Click on the image to watch the video.

January 22, 2012 solar flare. Photo courtesy NASA/SDO/AIA.

Despite being the strongest solar storm since 2005, this week’s flareup appears to have caused few disruptions on Earth. (As Space.com reports, the Coronal Mass Ejection “hit Earth at an angle, so the electromagnetic burst was largely shielded by the planet’s magnetic field.”)

But the storm did lead some airlines—including Delta, Qantas, and Air Canada—to alter their transpolar routes to reduce potential disruptions to high-frequency radio communication along the way. At least one Qantas flight, reports AvWeb, carried an extra five tons of fuel in order to fly a less southerly route.

We may have gotten off easy. The remarkable electrical effects of solar storms have been recorded in newspapers since British astronomer Richard Carrington noticed a solar eruption in 1859 while sketching sun spots seen through his telescope. Just days later, the northern lights—seen as far south as Cuba—damaged telegraph systems, even setting offices on fire and melting wires.
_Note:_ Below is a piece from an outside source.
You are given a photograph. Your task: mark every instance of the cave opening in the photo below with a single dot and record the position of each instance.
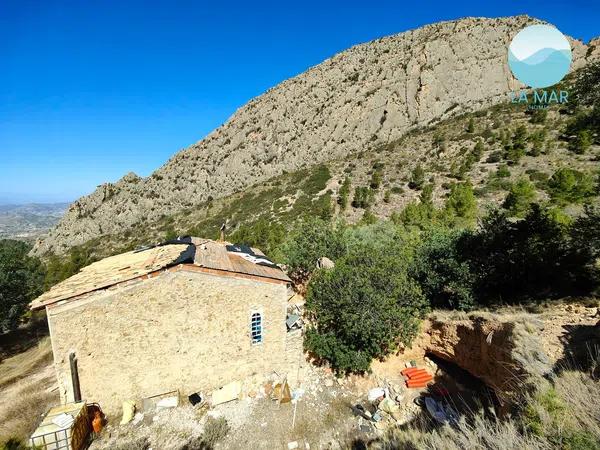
(462, 390)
On August 30, 1859, the New York Times included this observation from the superintendent of the Canadian Telegraph Company:

I never, in my experience of fifteen years in the working of telegraph lines, witnessed anything like the extraordinary effect of the Aurora Borealis, between Quebec and Further Point last night. The line was in most perfect order, and well-skilled operators worked incessantly from 8 o’clock last evening till 1 o’clock this morning, to get over in even a tolerably intelligent form about four hundred words of the steamer Indian‘s report for the Associated Press, and at the latter hour so completely were the wires under the influence of the Aurora Borealis, it was found utterly impossible to communicate between the telegraph stations, and the line was closed for the night.

Another solar storm, nearly as strong as what has come to be known as the Carrington event, occurred in 1921. On May 16, 1921, the Los Angeles Times reported that “electrical influences exerted by the Aurora Borealis…continued today to play havoc with telegraph traffic throughout the United States…. For more than an hour before midnight Saturday nearly every telephone wire leading from New York and Chicago was out of condition.”
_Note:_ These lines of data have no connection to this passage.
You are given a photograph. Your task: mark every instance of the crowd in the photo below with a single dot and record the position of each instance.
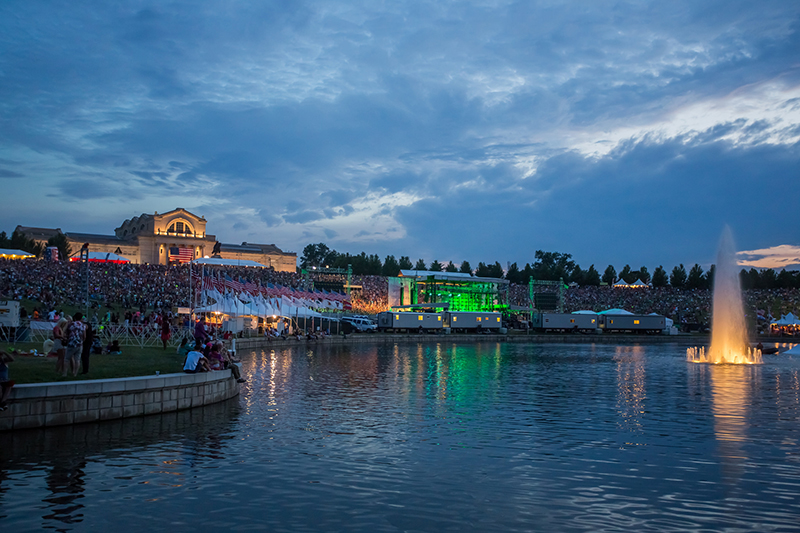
(118, 291)
(117, 287)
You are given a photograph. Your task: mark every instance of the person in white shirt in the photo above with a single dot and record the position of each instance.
(195, 362)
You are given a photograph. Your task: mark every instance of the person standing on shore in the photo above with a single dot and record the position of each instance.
(200, 331)
(5, 383)
(76, 334)
(60, 343)
(165, 329)
(86, 349)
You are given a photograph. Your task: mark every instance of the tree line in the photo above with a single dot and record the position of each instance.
(18, 241)
(548, 266)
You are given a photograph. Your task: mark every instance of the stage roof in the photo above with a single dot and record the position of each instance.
(218, 261)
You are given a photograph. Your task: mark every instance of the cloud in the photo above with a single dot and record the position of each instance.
(777, 257)
(472, 130)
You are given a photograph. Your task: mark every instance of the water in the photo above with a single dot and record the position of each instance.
(488, 437)
(729, 342)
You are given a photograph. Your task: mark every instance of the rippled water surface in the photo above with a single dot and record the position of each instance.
(488, 437)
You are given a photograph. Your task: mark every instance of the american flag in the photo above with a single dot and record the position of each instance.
(182, 255)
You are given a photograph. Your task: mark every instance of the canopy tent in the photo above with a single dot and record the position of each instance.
(638, 284)
(6, 253)
(101, 257)
(218, 261)
(787, 320)
(245, 304)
The New-York Tribune hoped to calm its readers by noting that the sun would soon “turn [its] spotted face away and end earthly wire troubles,” while the New York Times reported disturbances in France: “The operators at the central transmission stations came to the conclusion that a strange force had got into their instruments, for nothing would go right. Morse instruments, instead of making dots and dashes, recorded one long line. Hughes instruments produced words in what might have been an unknown language, and Baudot, of which French telegraphers are proud because it is very intricate, seemed possessed by evil spirits.”
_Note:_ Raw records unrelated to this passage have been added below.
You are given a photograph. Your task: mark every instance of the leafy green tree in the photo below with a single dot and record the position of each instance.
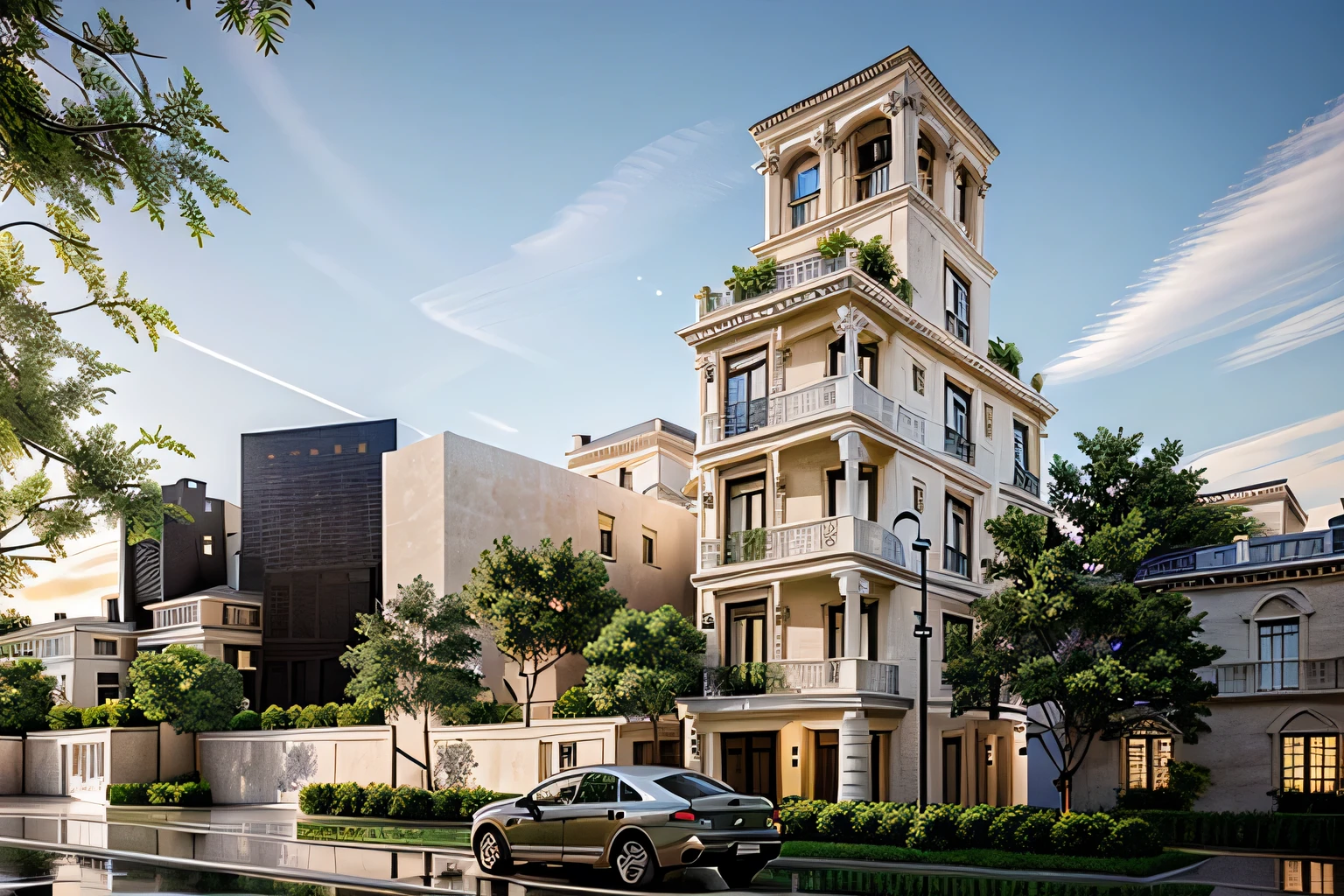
(1152, 496)
(1082, 652)
(187, 688)
(1005, 355)
(539, 605)
(72, 147)
(642, 662)
(416, 655)
(11, 621)
(24, 696)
Newcomb Carlton, president of the Western Union Telegraph Company, was quoted in the New York Times as saying: “The magnetic disturbances were much the worst ever experienced. A great many fuses were blown out on our land lines and we had great difficulty with the submarine cables.” The story also reports that the solar storm burned out a telephone station in Sweden, which then contributed to a short circuit in the New York Central signal system, which was followed by a fire in the Fifty-seventh Street signal tower.

In 1989, the Washington Post reported on December 18 that a solar storm—or “titanic temper tantrum”—set off radiation alarms aboard the supersonic Concorde in flight, damaged orbiting satellites, and caused a nine-hour power blackout in most of Canada’s Quebec province.

In comparison, Space.com reports, this week’s solar flare caused “minor disruptions to spacecraft and power grids.”